In the general data structure of the book, the tree behind the chapter, the author will generally introduce Huffman (HUFFMAN)
Tree and Huffman coded. Huffman coding is a Huffman tree application. Huffman coding widely used, such as
The Huffman code is applied in JPEG. First introduced what is Huffman tree. Huffman Tree is also called the best binary tree,
It is a two-fork tree with the shortest length of weighted path. The length of the tree's weighted path is all the leaf nodes in the tree.
The weight is multiplied by its path length to the root node (the Jogen node is 0 layers and the path length of the leaf node to the root node)
Is the number of layers of the leaf node). The weighted path length of the tree is recorded as wpl= (W1*L1+W2*L2+W3*L3+...+WN*LN)
, N weights wi (i=1,2,... N) constitute a two-forked tree with n-leaf nodes, and the corresponding path of the leaf node
Length is Li (i=1,2,... N). Can prove Huffman Tree WPL is the smallest.
Huffman Coding steps:
First, the given n weights {w1,w2,w3,..., Wi,..., Wn} constitute the initial set of n binary trees f= {t1,t2,t3,..., Ti,..., Tn}, each of the two fork-tree Ti in only one weight is the root node of the Wi, its left and right subtree are empty. (in order to facilitate the implementation of the algorithm on the computer, the general also requires the right value of TI, WI in ascending order.) )
In F, the tree with the least weight of two root nodes is selected as the left and right subtree of the newly constructed two-fork tree, and the weight of the root node of the new binary tree is the sum of the weights of the root node of its left and right subtree.
Three, remove the two trees from F, and add the new two-fork tree in ascending order to the set F.
Four, repeat two and 32 steps, until only a binary tree in the set F.

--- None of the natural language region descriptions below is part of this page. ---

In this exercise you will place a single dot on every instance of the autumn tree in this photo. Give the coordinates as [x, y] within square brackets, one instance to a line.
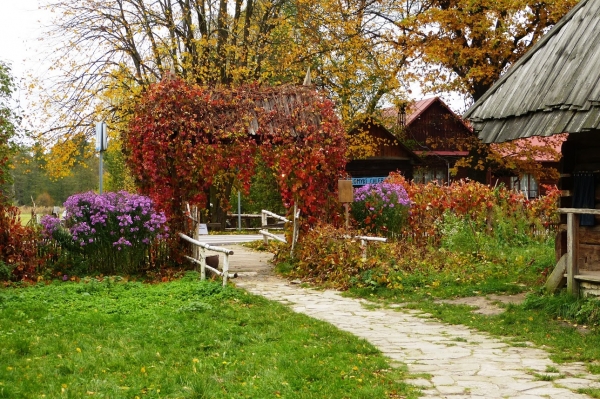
[18, 258]
[8, 120]
[190, 143]
[466, 45]
[109, 51]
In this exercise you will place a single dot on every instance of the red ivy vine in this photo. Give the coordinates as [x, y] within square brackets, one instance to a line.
[185, 139]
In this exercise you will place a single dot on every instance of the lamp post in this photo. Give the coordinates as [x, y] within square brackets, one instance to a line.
[101, 145]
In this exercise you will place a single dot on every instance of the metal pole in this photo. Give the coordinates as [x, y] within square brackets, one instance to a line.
[100, 169]
[239, 210]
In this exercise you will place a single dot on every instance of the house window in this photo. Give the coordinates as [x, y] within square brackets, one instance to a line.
[426, 175]
[526, 184]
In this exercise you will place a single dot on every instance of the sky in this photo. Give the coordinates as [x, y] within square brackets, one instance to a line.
[21, 24]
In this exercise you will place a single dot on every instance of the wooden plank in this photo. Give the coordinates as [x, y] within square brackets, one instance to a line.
[589, 257]
[557, 278]
[589, 235]
[572, 253]
[579, 211]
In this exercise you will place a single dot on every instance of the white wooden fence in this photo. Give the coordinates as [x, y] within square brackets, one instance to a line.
[200, 258]
[364, 241]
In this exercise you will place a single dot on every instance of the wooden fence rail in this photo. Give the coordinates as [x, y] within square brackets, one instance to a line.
[200, 258]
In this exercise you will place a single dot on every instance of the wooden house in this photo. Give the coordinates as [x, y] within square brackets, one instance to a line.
[555, 88]
[434, 133]
[390, 155]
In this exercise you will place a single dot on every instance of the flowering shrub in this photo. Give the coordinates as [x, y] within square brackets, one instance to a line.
[494, 211]
[19, 259]
[112, 230]
[381, 208]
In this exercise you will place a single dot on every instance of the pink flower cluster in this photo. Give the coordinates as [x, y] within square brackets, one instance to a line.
[111, 219]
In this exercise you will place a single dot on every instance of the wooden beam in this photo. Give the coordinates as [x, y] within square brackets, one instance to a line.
[579, 211]
[572, 253]
[557, 278]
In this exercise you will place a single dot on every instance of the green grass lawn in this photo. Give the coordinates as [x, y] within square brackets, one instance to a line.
[183, 339]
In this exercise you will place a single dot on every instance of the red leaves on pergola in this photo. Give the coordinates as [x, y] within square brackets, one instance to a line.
[184, 139]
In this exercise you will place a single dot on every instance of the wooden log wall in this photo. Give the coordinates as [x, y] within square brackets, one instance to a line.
[581, 153]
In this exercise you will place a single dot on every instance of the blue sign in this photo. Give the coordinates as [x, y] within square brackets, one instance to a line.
[363, 181]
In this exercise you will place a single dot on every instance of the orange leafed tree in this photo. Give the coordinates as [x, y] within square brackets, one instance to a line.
[466, 45]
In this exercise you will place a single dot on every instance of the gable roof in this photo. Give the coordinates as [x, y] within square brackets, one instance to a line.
[554, 88]
[387, 135]
[416, 109]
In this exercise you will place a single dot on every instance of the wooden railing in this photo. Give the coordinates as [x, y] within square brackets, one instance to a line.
[364, 240]
[572, 266]
[200, 258]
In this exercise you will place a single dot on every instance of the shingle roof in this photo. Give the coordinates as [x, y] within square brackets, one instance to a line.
[554, 88]
[415, 110]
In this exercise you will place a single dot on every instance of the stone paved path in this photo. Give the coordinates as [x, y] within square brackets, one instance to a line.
[463, 363]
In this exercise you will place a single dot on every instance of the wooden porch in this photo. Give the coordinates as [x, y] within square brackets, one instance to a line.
[571, 265]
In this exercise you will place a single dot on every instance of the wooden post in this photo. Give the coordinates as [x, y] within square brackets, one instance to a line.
[225, 269]
[572, 253]
[363, 244]
[202, 252]
[347, 208]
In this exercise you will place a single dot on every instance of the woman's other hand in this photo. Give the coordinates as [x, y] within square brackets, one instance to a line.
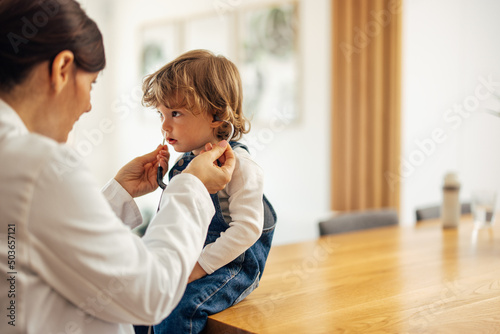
[205, 166]
[138, 177]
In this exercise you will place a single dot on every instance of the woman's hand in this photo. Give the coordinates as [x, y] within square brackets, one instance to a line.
[205, 167]
[197, 273]
[138, 177]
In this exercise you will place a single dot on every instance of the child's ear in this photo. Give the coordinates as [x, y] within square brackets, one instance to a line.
[215, 124]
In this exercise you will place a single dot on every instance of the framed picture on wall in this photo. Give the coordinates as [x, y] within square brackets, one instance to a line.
[160, 43]
[269, 61]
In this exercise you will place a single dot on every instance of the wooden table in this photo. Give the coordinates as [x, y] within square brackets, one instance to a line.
[419, 279]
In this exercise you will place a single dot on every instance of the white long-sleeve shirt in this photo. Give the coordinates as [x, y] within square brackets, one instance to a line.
[243, 209]
[73, 266]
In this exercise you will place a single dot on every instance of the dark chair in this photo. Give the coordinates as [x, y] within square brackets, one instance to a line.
[433, 212]
[358, 220]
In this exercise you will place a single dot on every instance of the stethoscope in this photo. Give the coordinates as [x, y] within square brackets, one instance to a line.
[159, 172]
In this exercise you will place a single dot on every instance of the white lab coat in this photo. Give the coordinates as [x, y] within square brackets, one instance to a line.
[74, 266]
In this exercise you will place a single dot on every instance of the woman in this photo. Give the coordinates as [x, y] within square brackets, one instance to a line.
[70, 263]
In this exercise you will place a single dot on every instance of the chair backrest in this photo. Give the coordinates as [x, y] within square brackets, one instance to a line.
[358, 220]
[433, 212]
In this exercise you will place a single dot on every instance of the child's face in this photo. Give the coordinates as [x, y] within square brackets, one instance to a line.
[185, 131]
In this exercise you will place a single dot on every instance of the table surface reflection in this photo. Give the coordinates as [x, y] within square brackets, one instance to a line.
[422, 279]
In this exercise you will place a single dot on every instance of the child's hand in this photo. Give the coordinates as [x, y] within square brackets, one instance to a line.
[197, 273]
[138, 177]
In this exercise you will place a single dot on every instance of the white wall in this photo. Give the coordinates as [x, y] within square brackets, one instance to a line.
[447, 46]
[294, 157]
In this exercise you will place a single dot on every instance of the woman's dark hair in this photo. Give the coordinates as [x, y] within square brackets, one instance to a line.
[34, 31]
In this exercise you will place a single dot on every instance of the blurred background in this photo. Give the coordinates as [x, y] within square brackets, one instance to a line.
[450, 75]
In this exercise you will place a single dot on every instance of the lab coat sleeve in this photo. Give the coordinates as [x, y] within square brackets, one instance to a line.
[122, 203]
[83, 250]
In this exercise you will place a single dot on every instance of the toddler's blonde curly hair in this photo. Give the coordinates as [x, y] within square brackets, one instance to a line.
[200, 81]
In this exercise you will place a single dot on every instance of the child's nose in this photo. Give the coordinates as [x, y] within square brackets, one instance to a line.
[166, 126]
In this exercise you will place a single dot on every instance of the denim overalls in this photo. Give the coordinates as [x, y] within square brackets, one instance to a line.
[226, 286]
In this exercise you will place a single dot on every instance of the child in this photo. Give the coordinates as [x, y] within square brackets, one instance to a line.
[199, 99]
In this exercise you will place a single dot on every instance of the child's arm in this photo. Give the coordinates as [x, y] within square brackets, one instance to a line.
[245, 193]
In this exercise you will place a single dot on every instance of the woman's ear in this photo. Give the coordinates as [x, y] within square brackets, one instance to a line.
[61, 69]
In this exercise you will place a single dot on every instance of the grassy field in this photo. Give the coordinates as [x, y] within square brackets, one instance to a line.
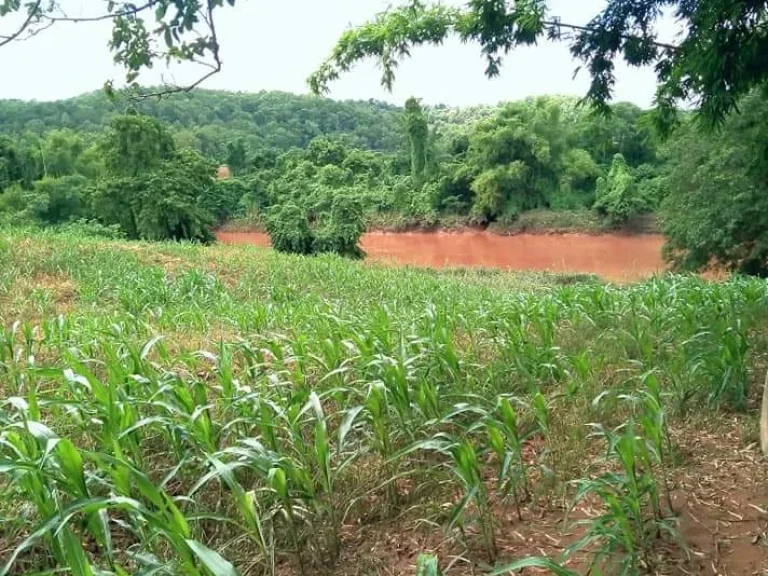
[171, 409]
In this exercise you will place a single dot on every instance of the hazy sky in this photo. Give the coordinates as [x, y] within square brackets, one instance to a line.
[276, 44]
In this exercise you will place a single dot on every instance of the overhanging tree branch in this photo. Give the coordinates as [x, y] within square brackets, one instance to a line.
[109, 16]
[33, 12]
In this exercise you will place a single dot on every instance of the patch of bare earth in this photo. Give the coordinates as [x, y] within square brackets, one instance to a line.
[31, 297]
[720, 496]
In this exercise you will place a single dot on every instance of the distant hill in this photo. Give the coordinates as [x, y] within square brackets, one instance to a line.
[264, 120]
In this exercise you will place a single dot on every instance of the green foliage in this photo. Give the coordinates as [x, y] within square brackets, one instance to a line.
[717, 61]
[134, 144]
[617, 198]
[340, 231]
[717, 208]
[137, 435]
[417, 131]
[289, 230]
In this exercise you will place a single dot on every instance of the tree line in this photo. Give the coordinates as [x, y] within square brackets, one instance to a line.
[314, 172]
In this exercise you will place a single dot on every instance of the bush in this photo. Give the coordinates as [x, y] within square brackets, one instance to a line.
[617, 198]
[341, 231]
[289, 230]
[91, 229]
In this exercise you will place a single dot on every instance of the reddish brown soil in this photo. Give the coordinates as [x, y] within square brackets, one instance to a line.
[720, 500]
[611, 256]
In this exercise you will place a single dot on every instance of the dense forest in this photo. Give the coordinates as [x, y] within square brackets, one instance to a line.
[315, 171]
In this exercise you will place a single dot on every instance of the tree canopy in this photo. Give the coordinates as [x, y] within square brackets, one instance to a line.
[170, 30]
[719, 57]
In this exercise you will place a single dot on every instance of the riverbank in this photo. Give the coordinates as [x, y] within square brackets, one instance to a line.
[614, 257]
[539, 222]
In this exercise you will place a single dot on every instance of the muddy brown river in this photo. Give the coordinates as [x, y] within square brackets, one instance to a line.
[615, 257]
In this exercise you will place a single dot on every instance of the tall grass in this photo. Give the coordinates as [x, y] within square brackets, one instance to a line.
[190, 410]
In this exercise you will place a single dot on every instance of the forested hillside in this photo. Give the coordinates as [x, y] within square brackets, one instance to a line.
[316, 172]
[213, 118]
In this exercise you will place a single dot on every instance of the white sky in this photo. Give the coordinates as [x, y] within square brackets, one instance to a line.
[277, 44]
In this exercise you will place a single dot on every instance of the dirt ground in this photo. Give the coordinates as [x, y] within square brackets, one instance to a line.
[720, 496]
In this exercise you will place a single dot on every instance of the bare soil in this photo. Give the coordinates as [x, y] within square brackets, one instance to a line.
[616, 257]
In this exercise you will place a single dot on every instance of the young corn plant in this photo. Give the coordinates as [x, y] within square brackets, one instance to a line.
[506, 441]
[620, 539]
[466, 466]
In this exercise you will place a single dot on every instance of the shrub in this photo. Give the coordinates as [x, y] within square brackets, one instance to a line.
[289, 230]
[341, 231]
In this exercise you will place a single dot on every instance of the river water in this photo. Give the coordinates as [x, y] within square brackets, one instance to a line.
[615, 257]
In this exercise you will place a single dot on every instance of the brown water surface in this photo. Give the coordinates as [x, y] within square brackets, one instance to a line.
[613, 256]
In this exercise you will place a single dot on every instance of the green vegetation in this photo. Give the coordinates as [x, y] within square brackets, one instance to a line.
[150, 170]
[191, 410]
[315, 182]
[714, 60]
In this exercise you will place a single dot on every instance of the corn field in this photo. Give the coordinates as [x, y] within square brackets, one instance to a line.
[216, 411]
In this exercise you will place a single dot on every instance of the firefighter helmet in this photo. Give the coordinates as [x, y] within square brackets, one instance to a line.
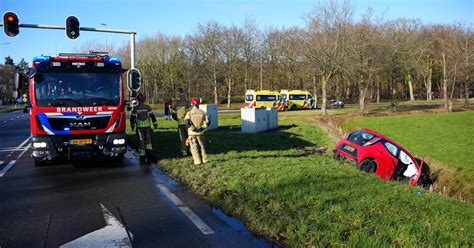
[195, 101]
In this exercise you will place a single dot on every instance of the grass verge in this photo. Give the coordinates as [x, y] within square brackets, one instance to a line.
[298, 198]
[444, 138]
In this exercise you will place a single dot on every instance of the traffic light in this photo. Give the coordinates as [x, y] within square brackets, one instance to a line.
[11, 24]
[72, 27]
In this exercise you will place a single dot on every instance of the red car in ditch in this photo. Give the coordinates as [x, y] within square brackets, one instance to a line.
[372, 152]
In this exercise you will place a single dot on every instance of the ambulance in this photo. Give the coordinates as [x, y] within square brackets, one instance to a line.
[261, 99]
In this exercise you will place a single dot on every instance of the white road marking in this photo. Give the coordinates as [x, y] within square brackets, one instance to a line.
[205, 229]
[12, 163]
[9, 165]
[198, 222]
[12, 149]
[176, 201]
[112, 235]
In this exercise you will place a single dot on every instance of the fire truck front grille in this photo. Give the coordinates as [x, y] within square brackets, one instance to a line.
[75, 124]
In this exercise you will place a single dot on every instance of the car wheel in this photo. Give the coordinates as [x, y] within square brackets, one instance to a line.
[367, 165]
[118, 161]
[39, 163]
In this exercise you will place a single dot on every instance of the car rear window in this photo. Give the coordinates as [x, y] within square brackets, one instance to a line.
[360, 137]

The simple understanding is that if I have a,b,c,d,e five characters, the frequency (that is, the weight) is 5,4,3,2,1, then we first take two minimum weights as the left and right subtree to construct a new tree, that is 1, 2 constitute a new tree, its node is 1+2=3, as shown:
The dotted line is the newly generated node, and the second step puts the newly generated 3 node into the remaining set, so the set becomes {5,4,3,3}, and then, according to the second step, takes the smallest two weights to form a new tree, as shown in the figure:
Then set up a Huffman tree, the following figure:
where each weight is replaced by the corresponding character is the following figure:
So the corresponding encoding of each character is: a->11,b->10,c->00,d->011,e->010
Huffman coding is an unprecedented prefix encoding. Decoding is not confusing. Its main applications in data compression, encryption and decryption and other occasions.